I played around the Python shell and noticed the function name was in the string representation of the function object:

>>> alice
<function alice at 0x7fb5ad0db040>

So I used the first way I could think of to parse the function name in my solution:

def register(f):
    function_name = f.__str__().split(" ")[1]
    registry[function_name] = f
    return f

This gave me the output I wanted, but I asked gilch if there was a simpler way to get the function names. Gilch's solution was:

def register(f):
    registry[f.__name__] = f
    return f

I didn't know __name__ existed.

Gilch remarked,

Technically, you don't need the return f to make the tests pass, but it's an important point that a decorator could leave the function as-is and just have a side effect. If we didn't have the return line, they'd all be set to None in the module, but the registry would still have the originals."

Me:

Oh it took me a moment to get why this was the case. At first I thought the functions were being passed in by value, but that didn't seem right. Then I thought they were passed in by reference, and variables alice bob and charlie would still point to the functions when the decorator was run, but that still didn't explain why we were able to use the functions in the test case. I visualized the code on Python Tutor and realized that, upon reassignment, while alice bob and charlie were no longer pointing at the functions, the function objects themselves still existed, and were (only) accessible through the dictionary."

Python Objects in Memory

Noticing my confusion, gilch started talking about how objects were stored in memory in Python:

Thinking about pass-by-value/reference in Python like you do in C will confuse you. Python has a simpler and more consistent model. The only things on the call stack are references to objects on the heap. There are no stack objects in Python. Calls always copy the references used as arguments to the next stack frame.

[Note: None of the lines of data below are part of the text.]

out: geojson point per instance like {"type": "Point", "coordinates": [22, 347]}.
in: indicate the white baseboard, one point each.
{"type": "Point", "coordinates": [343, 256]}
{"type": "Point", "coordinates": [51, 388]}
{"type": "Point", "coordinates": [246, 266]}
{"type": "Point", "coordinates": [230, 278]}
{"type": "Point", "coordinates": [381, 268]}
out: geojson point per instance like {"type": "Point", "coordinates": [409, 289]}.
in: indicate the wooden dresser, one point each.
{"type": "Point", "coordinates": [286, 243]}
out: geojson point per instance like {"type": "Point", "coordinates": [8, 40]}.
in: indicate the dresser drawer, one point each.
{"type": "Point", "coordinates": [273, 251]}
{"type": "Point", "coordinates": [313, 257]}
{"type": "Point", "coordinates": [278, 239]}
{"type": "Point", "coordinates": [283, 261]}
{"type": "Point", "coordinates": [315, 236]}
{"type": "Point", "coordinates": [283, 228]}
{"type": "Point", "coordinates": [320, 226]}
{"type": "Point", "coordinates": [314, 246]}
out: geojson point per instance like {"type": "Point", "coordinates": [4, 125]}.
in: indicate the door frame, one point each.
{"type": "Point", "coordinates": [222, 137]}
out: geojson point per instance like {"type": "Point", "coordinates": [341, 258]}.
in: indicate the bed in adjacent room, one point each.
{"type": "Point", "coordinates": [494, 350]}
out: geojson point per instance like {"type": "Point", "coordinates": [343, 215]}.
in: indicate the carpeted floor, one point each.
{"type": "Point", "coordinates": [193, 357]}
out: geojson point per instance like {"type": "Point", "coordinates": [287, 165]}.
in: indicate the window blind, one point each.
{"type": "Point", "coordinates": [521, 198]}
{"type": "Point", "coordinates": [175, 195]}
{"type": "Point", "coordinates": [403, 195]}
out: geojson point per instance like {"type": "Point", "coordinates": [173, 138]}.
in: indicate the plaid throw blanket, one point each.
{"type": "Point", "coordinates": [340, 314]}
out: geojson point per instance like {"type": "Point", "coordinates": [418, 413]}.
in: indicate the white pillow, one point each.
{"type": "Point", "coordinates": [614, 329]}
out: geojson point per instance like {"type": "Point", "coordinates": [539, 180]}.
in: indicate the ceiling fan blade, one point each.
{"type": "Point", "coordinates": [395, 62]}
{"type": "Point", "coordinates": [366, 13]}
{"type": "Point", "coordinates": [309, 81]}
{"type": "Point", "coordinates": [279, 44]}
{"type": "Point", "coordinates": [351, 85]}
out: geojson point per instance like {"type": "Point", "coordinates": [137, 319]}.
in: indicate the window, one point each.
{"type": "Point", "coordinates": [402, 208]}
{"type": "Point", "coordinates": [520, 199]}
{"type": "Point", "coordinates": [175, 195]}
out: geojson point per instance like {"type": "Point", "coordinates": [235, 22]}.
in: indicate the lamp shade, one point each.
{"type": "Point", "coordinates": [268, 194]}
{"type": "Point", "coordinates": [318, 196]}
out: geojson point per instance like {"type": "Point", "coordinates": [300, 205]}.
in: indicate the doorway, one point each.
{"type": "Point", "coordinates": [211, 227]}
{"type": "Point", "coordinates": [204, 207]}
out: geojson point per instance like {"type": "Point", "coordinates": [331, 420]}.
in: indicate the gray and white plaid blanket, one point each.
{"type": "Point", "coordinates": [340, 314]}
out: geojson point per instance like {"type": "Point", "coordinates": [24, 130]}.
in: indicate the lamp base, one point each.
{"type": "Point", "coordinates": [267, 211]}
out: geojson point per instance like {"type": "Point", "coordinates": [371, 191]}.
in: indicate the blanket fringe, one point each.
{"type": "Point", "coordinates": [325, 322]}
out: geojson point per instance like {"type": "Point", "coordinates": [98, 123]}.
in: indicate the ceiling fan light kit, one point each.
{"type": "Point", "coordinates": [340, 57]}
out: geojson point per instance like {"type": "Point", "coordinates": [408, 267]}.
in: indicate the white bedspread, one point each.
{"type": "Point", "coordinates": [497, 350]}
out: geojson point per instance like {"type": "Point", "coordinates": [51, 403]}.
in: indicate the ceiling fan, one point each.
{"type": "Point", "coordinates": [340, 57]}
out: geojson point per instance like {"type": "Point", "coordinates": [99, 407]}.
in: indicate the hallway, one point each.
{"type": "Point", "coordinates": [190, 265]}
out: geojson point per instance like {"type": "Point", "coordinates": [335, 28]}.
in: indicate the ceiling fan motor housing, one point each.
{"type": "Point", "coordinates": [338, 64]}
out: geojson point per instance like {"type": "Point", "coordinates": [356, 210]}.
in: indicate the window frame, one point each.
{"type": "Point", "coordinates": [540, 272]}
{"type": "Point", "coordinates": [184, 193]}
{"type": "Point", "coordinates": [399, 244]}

When asked about whether this also applied to small types like boolean or int:

Yes. In Java terminology, these are boxed. Python has no "primitives". The closest you can get to unboxed objects are numpy arrays.

I was surprised to learn this, because some pieces in my mental model have come from Python Tutor, which displays complex objects such as functions and arrays as references on the stack, but integers and strings as values on the stack:

Gilch noted that "Python Tutor has an option to 'render all objects on the heap (Python/Java)'."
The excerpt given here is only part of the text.